Listen to her without judgement or criticism.

She'll open up when she's ready.

ImtheChristmasCarcass · 23/12/2016 19:29

I think I'd start with "Is everything OK?". She'll either open up or say it's all fine. If the latter, just let it go. You can't force confidences but the fact that you asked might prompt her later on.

RebelRogue · 23/12/2016 20:09

I'm in the same boat, i know for sure he is controlling and very sure he's emotionally abusing her too. I can't do more than talk to her,well more often listen. I know she's not ready to leave but we talked about what ifs and how would it work, benefits,entitlements etc so she has that knowledge.
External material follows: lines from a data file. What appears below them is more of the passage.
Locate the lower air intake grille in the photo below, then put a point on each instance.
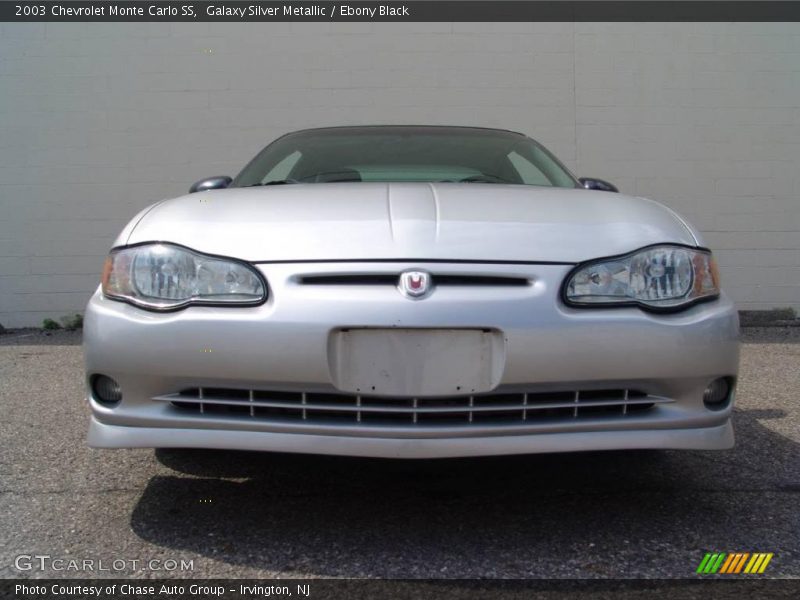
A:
(333, 408)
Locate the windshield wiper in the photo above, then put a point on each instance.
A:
(484, 178)
(276, 182)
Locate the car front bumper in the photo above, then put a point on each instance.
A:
(542, 352)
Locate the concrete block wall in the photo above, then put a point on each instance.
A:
(99, 120)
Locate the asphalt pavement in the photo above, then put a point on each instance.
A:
(648, 514)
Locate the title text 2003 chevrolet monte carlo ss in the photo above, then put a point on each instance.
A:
(410, 292)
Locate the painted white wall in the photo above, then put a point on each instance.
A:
(100, 120)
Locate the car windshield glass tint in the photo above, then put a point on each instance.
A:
(421, 154)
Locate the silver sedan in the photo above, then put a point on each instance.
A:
(410, 292)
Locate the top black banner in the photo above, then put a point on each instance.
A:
(390, 11)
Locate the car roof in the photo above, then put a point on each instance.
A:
(356, 129)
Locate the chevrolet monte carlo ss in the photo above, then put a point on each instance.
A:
(410, 292)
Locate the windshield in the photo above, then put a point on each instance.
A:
(427, 154)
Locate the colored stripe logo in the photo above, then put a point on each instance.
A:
(734, 563)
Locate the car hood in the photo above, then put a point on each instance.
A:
(442, 221)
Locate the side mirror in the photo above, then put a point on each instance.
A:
(590, 183)
(219, 182)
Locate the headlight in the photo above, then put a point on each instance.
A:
(165, 277)
(659, 277)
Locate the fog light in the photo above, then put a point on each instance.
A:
(106, 389)
(717, 394)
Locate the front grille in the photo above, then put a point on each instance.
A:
(393, 279)
(485, 409)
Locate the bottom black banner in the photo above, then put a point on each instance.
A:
(347, 589)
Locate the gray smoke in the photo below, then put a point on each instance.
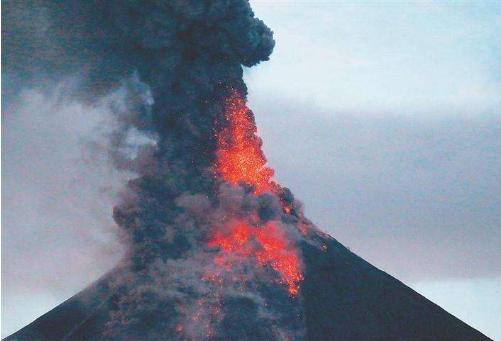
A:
(164, 69)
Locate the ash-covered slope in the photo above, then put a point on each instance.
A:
(344, 298)
(215, 249)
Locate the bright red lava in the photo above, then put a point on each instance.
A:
(241, 160)
(239, 154)
(267, 244)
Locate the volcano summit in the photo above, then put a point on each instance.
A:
(216, 250)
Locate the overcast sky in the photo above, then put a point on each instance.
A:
(383, 119)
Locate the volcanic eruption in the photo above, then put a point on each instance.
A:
(216, 249)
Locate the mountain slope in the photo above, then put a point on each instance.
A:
(343, 298)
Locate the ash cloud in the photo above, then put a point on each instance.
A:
(163, 70)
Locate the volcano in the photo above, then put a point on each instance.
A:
(343, 297)
(216, 249)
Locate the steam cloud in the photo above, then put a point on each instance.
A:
(168, 68)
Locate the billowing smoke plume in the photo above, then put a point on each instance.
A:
(210, 237)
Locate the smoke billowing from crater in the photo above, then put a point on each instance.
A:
(211, 239)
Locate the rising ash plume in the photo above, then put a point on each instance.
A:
(208, 232)
(216, 250)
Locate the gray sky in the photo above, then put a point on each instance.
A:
(383, 119)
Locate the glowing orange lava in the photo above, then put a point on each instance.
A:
(267, 245)
(239, 154)
(239, 159)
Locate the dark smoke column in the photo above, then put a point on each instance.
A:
(209, 257)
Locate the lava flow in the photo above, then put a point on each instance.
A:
(239, 155)
(241, 160)
(267, 244)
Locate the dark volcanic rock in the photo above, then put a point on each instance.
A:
(343, 297)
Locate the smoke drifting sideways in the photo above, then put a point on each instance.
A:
(175, 65)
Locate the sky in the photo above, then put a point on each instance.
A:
(383, 118)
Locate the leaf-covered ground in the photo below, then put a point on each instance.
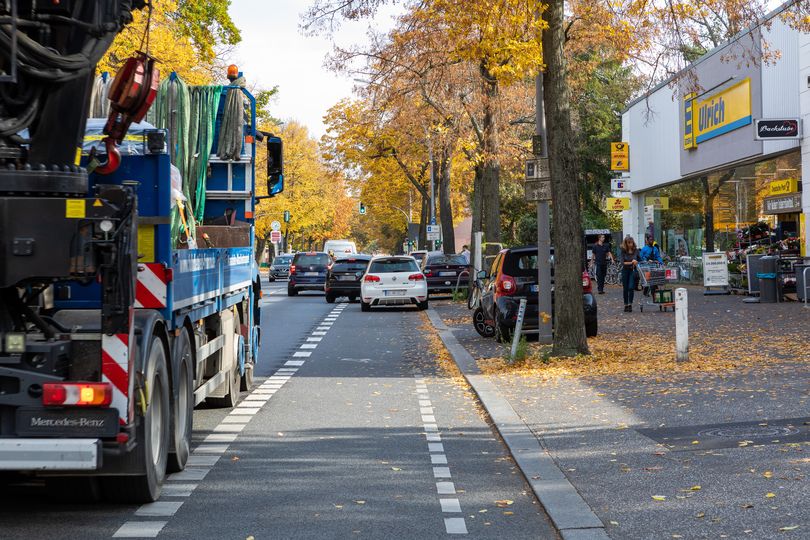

She does know that if things turn shit there's always room at mines for her and her little girl. Dunno what will happen and I can't make her leave,but I am here for her and making her aware of everything that would empower her her to leAve, ot the least how awesome she is.

EarlGreyT · 23/12/2016 23:49

What lovelearning said.

Listen to her without judgement or criticism.

She'll open up when she's ready. And I agree she's lucky to have a friend like you. Just be patient, listen, ask a few non confrontational/non critical questions. She'll open up when she feels able, just be there for her.